Interesting Screening at the University of Chicago (Ron Rice, Edward Owens, others)

From: Fred Camper (email suppressed)
Date: Tue Jan 31 2006 - 09:23:54 PST


From:

http://filmstudiescenter.uchicago.edu/navevents.html

"Beyond Warhol, Smith and Anger" Film Series
The Gender Question / Questioning Gender
Friday, February 3, 2006, 7 pm

"Behind Every Good Man" (Nikolai Ursin, 1965, 8 minutes)
"Chumlum" (Ron Rice, 1964, 26 minutes)
"Dirt" (Piero Heliczer, 1965, 12 minutes)
"Avocada" (Bill Vehr, 1966, 37 minutes)
"Private Imaginings and Narrative Facts" (Edward Owens, 9 minutes)
"Tomorrow's Promise" (Edward Owens, 1967, 45 minutes)

Free and open to the public at:

Film Studies Center
5811 South Ellis Ave. Cobb Hall 307
Chicago, IL 60637
773.702.8596

My suggestion: come early; seating may be limited.

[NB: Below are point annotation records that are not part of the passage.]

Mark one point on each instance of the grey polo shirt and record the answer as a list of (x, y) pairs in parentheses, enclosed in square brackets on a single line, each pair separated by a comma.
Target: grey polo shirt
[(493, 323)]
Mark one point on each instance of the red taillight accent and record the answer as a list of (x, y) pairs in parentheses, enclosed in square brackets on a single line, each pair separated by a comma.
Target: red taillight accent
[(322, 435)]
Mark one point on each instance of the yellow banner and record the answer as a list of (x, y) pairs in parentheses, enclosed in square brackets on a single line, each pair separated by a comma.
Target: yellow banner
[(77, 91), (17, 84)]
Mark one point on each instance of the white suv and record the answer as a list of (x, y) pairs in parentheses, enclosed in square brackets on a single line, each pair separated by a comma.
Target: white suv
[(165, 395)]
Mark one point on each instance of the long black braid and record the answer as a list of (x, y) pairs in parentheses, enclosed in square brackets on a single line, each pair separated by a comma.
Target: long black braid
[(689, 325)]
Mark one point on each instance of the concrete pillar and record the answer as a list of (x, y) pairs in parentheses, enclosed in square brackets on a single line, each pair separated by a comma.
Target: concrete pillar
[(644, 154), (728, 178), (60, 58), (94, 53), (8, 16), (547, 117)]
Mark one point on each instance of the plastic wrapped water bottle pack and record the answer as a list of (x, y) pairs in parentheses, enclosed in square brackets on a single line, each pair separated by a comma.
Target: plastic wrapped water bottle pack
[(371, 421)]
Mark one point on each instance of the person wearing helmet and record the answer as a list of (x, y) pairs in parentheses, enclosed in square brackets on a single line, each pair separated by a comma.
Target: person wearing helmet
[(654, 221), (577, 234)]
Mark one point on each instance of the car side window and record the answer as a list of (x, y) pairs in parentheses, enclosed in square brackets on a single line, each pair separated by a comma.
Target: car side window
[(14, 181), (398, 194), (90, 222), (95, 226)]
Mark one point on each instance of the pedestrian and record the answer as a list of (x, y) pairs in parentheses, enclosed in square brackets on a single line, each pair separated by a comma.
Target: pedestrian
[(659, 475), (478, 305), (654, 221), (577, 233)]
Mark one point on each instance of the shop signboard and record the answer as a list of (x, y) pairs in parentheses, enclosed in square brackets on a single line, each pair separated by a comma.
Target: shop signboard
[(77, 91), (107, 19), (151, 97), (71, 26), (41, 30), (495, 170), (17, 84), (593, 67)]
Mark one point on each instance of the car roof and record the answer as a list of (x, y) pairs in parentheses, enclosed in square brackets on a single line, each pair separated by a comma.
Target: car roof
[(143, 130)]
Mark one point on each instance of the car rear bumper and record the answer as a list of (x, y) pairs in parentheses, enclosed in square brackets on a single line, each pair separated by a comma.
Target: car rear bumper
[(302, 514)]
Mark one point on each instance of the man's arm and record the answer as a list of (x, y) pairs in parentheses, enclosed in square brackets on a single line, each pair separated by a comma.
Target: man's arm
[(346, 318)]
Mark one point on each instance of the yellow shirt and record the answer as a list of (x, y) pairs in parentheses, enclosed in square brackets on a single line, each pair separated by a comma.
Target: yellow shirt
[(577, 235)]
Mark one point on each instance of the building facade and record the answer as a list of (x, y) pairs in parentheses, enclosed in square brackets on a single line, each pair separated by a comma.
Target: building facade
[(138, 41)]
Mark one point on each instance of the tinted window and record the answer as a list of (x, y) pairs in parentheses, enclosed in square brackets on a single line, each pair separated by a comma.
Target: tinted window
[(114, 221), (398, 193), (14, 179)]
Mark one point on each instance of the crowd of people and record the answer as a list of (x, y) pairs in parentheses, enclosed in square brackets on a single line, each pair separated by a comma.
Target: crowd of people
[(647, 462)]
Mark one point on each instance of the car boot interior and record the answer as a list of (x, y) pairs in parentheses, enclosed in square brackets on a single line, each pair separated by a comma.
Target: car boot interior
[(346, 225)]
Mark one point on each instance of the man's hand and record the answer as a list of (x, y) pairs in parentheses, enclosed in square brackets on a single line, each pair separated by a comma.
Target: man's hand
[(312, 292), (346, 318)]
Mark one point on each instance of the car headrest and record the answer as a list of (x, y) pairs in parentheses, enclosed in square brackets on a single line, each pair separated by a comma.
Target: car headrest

Also see http://www.chicagoreader.com/movies/ after this Thursday as
well as the upcoming print edition of the "Chicago Reader" for my
capsule review.

"Chumlum" is an all too rarely screened masterpiece, an extravagantly
costumed orgy in lush colors and multiple superimpositions. It's one of
the very first avant-garde films I saw, as a teenager. I still remember
seeing two middle aged men outside the screening. One said to the other
something like, "Chumlum was very beautiful, but I didn't understand the
meaning. Orgy? Paradise?" The other responded with knowing certainty,
"Paradise." I was amused by this at the time. Today I would say that
obviously it's both, and a few other things as well.

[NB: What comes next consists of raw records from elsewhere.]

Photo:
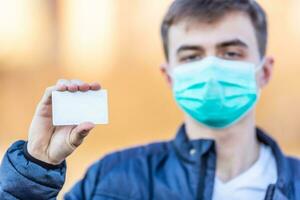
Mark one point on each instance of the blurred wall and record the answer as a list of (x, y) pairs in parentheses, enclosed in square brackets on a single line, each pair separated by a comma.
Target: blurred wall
[(117, 43)]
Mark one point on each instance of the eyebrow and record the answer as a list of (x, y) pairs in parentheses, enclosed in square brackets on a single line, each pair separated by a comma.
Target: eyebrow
[(190, 47), (234, 42)]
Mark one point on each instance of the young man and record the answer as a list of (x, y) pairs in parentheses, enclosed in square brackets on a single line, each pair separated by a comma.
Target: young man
[(216, 67)]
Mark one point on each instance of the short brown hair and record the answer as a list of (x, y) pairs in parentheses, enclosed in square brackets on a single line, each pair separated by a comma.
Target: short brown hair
[(211, 11)]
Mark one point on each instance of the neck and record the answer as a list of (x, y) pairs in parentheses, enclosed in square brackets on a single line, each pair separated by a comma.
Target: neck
[(237, 146)]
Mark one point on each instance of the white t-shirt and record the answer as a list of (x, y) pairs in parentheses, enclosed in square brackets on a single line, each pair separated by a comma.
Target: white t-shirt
[(251, 184)]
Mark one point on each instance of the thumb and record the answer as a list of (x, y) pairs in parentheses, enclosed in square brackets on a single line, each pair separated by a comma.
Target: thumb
[(79, 133)]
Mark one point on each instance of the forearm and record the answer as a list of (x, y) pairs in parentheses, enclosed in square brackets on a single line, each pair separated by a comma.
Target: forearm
[(23, 178)]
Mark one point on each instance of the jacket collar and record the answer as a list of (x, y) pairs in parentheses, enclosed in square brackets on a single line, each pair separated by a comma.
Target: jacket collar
[(191, 150)]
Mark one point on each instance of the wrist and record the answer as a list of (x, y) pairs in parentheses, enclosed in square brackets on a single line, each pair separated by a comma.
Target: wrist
[(44, 164)]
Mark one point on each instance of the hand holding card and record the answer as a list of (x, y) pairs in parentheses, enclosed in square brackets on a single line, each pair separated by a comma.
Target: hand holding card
[(62, 121)]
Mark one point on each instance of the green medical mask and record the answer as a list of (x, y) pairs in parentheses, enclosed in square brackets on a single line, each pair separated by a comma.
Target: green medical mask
[(216, 92)]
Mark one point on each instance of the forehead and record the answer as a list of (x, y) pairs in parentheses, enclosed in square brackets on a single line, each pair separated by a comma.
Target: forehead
[(234, 25)]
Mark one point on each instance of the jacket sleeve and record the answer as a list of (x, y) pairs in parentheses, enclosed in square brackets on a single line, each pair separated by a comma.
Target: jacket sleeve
[(23, 178)]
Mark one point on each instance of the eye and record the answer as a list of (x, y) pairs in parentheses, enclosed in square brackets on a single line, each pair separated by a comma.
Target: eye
[(232, 55)]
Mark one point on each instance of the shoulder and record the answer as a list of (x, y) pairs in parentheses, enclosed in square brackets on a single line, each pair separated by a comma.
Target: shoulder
[(295, 166)]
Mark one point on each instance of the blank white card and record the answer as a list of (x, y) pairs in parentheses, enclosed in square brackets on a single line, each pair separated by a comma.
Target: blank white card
[(73, 108)]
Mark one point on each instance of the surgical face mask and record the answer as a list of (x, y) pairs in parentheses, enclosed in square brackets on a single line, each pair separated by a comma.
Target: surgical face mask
[(215, 92)]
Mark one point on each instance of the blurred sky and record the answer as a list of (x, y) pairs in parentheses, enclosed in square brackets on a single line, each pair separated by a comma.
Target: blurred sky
[(117, 43)]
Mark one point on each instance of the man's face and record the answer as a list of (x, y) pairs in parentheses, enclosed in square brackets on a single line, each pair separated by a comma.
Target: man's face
[(232, 37)]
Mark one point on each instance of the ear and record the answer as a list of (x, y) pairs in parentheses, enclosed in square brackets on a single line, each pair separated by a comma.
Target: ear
[(164, 70), (267, 71)]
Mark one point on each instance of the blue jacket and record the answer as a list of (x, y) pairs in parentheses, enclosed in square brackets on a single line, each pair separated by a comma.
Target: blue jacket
[(160, 171)]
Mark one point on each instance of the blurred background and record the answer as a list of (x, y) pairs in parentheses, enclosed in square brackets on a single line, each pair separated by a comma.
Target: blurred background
[(117, 43)]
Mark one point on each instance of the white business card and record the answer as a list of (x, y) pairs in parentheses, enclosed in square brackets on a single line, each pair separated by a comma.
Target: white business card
[(73, 108)]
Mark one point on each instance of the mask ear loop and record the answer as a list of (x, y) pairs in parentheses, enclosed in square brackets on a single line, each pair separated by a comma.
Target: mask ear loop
[(260, 65)]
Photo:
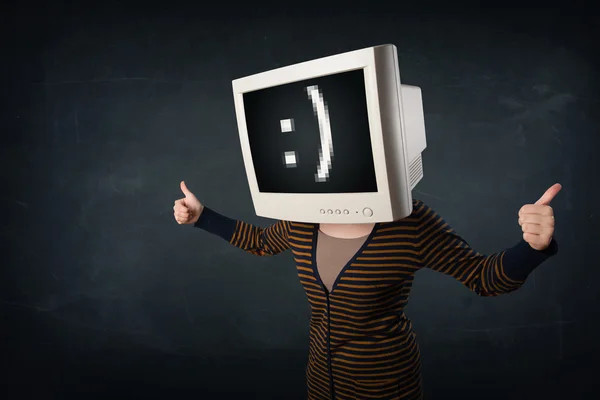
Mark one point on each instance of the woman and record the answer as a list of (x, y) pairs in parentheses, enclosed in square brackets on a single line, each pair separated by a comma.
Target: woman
[(358, 278)]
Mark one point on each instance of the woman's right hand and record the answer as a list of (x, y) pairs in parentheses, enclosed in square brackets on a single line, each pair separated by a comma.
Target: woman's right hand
[(188, 209)]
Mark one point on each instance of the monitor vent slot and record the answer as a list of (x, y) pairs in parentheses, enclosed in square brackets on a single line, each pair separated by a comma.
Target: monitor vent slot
[(415, 171)]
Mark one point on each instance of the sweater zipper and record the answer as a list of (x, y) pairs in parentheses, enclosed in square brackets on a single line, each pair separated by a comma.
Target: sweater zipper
[(331, 387)]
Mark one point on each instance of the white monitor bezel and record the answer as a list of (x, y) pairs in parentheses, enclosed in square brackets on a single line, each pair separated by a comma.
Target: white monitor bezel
[(308, 207)]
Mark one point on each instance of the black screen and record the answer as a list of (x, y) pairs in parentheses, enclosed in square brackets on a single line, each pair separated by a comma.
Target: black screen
[(287, 130)]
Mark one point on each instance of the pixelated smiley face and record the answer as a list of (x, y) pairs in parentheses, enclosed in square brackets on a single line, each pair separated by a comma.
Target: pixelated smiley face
[(312, 136)]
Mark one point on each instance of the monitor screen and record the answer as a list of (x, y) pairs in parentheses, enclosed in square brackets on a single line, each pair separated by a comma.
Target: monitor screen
[(312, 136)]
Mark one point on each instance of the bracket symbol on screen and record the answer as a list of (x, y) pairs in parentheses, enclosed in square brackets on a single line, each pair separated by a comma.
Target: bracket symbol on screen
[(321, 111)]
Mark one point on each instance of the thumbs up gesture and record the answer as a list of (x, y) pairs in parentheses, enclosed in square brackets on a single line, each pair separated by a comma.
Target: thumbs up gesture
[(188, 209), (537, 220)]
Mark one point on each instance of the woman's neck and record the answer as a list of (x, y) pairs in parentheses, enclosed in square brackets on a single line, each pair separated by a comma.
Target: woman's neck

"Dirt" is a pretty interesting example of Heliczer's found footage,
"looks a bit like random" aesthetic.

But the real reason for this post is the presence of two filmmakers I'd
never heard of, unearthed in the research of University of Chicago
professor Ron Gregg. Ursin's film is not that great aesthetically, but
is interesting as a very early example of a documentary on a drag queen.
I don't know of any earlier ones.

Owens's films I liked pretty much. They aren't great, but they're very
good. They both show the influence of Gregory J. Markopoulos, and it
turns out that Owens was a student at the School of the Art Institute,
doing painting and then collages from the early 60s on. He later studied
with Markopoulos when he taught film briefly there in 1966-67, and the
Owens films seem in some ways very much like Markopoulos's at the time,
with their use of editing and superimpositions to create a sense that
figures and objects are interrelated and interpenetrating. They are
quite curious, very slow, lots of pauses, static figures. The longer of
the two has writing also on its dark leader, looking at times like it
wasn't completely finished. It also seems that Owens was African
American, making him a rare example of an African American working in
the American avant-garde mode. I couldn't find any references to him
other than for these films in a quick 'Net search, though I didn't
explore most of the hits; if anyone knows anything about him, or about
what happened to him, I'd be curious to learn more.

All these films are from the Filmmakers' Cooperative in New York. Who
knows what other treasures lie there unrented?